After a New York screening of "Asylum," Mackenzie and I adjourned to a bar that would actually permit him to chain-smoke Marlboro Lights, in defiance of local law. (I'm not telling.) After establishing that we both have toddlers the same age, and hence haven't slept properly in more than a year, we moved on to the film.

Let's talk about the incredible screen chemistry between Natasha Richardson and Marton Csokas. That isn't something that just happens, is it? I mean, you see them together and you say, "Wow. These people just can't be stopped. They are going to hump like rabid bunnies."

I'm really pleased that you think the chemistry is there, because that's what the movie's about. I think it is something you have to create. I mean, they're both great actors, so they're able to do a lot. It's partly acting, it's partly directing, it's partly editing. Obviously it's the meat of the story -- he's somebody who she's just drawn to. Of course, it's casting too -- Marton is quite a presence, isn't he?

Yeah, that guy's going to be a serious lady-killer. I know he's been in other films, but I've never noticed him before. Was there a point when you knew you had one of those actors who just commands the screen?

When I met him, yeah. [Laughter.] He's been around for a while, but he's relatively new to this level of filmmaking. As soon as I saw the first lot of rushes -- dailies, as you call them over here -- I thought, "Well, we've got something here." It was very exciting. It was even there in makeup tests; we hadn't started shooting yet. It was really powerful and immediate.

OK, so "Asylum" is a story about sexual obsession. But that really doesn't define it entirely, or even essentially. For you, what else is it about?

It's complicated. Some of it is about consequences, and I was really interested in that aspect of the story: How an act, or a force that runs inside human beings, can have all these ramifications. Some of it's about civilizing influences versus human instinct. You've got the walled asylum as a metaphor for that. What happens when you transgress those boundaries? Strangely enough, I think it's also about love. Although it comes from sex, it is actually all about love. Maybe it's not the happiest ending -- I don't know how much we want to give away -- but everyone in the story suffers for their love in some way.

One of the frameworks for this story is psychiatry, the science that's supposed to tell us about our minds. But nobody in this story knows their own minds, or can control them.

That's right. We were careful not to delve too deeply into the psychiatric details. Patrick McGrath, who wrote this novel, actually grew up at Broadmoor, a famous asylum in England. He told me that when his father took over at Broadmoor, there was only one other psychiatrist for 600 seriously ill patients. They were uninterested in treating them, really. The weird thing is that at that point in time psychiatry was much more about Freud -- all about sex -- and nowadays it's more about drug administration than anything else. But we wanted to avoid mental hospital clichés. Even the interviews that Ian McKellen has with patients are really opportunities for the characters to engage one another, rather than therapy sessions.

Capturing the period, right on the cusp of the 1960s, is essential to this film. I know that Paramount wanted to make this a contemporary story at one point, which wouldn't have made any sense. As in your previous picture, "Young Adam," you've captured that slightly depressing, moldy-feeling postwar Britain. Has that become your specialty?

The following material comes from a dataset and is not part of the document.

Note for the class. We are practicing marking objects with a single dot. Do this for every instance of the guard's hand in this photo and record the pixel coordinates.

"Young Adam" was set in 1954, and this film is set in 1959 and 1960, so we were trying to show a little bit of difference between the two. When Stella goes to live in the London warehouse [with Edgar], you can see there's a proto-beatnik vibe there. In terms of the costumes, we start with all this stiff stuff, whites, creams and dull colors. Then we move to reds and deeper textures; her hair comes down. We were trying to suggest that the times they are a-changing, a little bit. Later in the film, of course, she has to go back to that world of postwar trauma.

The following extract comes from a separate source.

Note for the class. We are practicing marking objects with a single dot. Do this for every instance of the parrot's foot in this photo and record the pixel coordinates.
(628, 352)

One of the tragedies here is that if Stella had been able to hang on for a few more years, swinging London was waiting for her! Nobody would care if she screwed the studly gardener, right? Everyone was doing it.

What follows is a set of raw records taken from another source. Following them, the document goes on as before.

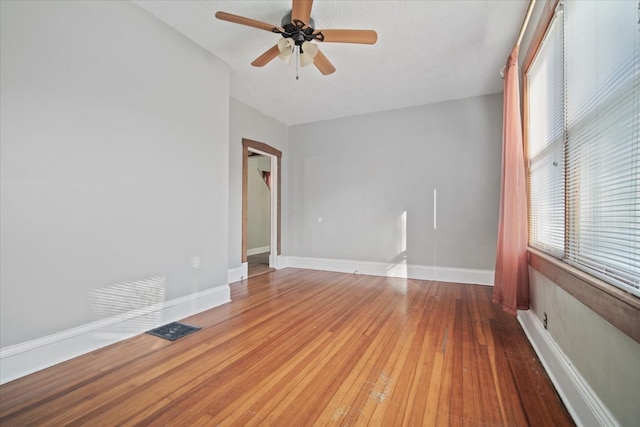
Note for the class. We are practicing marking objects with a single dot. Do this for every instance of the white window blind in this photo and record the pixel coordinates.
(545, 142)
(599, 229)
(603, 151)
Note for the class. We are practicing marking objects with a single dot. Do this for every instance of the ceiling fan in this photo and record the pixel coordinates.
(298, 34)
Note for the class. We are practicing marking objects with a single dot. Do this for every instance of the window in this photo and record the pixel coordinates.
(583, 139)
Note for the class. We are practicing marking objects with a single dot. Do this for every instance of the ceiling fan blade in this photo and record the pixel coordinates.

If she had been born just five years later, everything would have been fine. That was one of the main reasons why you couldn't transplant this story from its period. I think the 1950s is quite an interesting period, actually. It's far enough away that you can observe it comparatively dispassionately, but it's close enough that you can have all these reflections on our own time and our own experiences.

You said earlier that your next film, "Hallam Foe," is about a child voyeur. Is that set in the '50s too?

No, it's contemporary. I'm a bit scared in a way. In a period world, you know you can't pan your camera two inches the other way, because you'll see modern cars and billboards. So you design it really carefully, to create this jigsaw puzzle you can edit together to make your film. Without that restriction, it's going to be interesting to figure out how to design the film. I can point the camera anywhere. It forces you to aestheticize yourself, I suppose.